I'd highly recommend against that mode. But If you insist, the only way to make it fast is to have a copy of the screen in RAM. Then
- when you modify a pixel, you create a list of boxes, areas that has changed. Updating a window can mark the entire window area, no need to check every pixel
- on vertical retrace, you "flush" the screen, you iterate through that list 4 times: first you switch to plane 0, then you update every pixel's 1st bit in the list by copying the area from the RAM screen to the VGA screen. Then you switch to plane 1, and copy the 2nd bits, etc.
- when done, you clear the list
This minimizes the number of plane switches (which is slow), and updates video RAM when it is not used (during a vertical retrace). Also you can calculate the screen offsets of the boxes once and reuse them for all 4 plane writes.

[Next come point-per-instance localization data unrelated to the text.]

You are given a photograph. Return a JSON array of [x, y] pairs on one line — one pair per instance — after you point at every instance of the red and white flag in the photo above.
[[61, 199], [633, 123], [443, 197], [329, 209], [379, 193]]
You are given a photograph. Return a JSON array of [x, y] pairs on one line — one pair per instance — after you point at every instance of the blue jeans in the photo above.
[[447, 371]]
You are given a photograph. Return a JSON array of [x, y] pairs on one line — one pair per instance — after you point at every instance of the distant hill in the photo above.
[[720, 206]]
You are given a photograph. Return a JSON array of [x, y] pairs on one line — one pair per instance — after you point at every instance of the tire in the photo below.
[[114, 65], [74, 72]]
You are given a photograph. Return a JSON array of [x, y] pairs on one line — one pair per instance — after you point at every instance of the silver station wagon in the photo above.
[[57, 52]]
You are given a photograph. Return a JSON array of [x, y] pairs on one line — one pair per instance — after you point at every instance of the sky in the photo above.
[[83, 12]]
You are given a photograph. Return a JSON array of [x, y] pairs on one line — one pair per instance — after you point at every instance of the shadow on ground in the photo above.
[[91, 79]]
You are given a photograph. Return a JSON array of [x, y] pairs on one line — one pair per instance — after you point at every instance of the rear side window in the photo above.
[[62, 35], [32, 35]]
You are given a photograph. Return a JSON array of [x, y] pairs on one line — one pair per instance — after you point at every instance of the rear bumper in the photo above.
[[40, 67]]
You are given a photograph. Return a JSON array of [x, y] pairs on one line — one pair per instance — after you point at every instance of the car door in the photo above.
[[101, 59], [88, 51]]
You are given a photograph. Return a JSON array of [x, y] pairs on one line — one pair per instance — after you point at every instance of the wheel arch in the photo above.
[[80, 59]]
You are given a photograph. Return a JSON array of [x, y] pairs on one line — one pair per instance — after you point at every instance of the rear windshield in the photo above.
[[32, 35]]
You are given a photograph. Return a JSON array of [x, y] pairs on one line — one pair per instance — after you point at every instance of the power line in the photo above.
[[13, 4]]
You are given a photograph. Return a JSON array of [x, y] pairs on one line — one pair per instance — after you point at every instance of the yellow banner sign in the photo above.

If I were you, I'd rather consider using SVGA mode at least (or even better
VESA). If you don't use the VESA 2.0 extensions, some modes
have fixed mode values. and you can set them with
INT 10h/AH=0. But you really should use VESA (INT 10h/AH=4F) instead, that's more supported and also provides linear frame buffer access (no need for switch banks). Bank switch is necessary as the VGA has a 64k MMIO at 0xA0000, but a 640x480x16 (16 bits, not colors) resolution requires a little bit more than 600k of memory, so you have to map a certain 64k of that 600k at 0xA0000. Linear frame buffers use an address other than 0xA0000 (typically 0xE000000) and they are contiguous, meaning you can only access those from protected mode, but in return you can use the entire 600k as-is.
Cheers,
bzt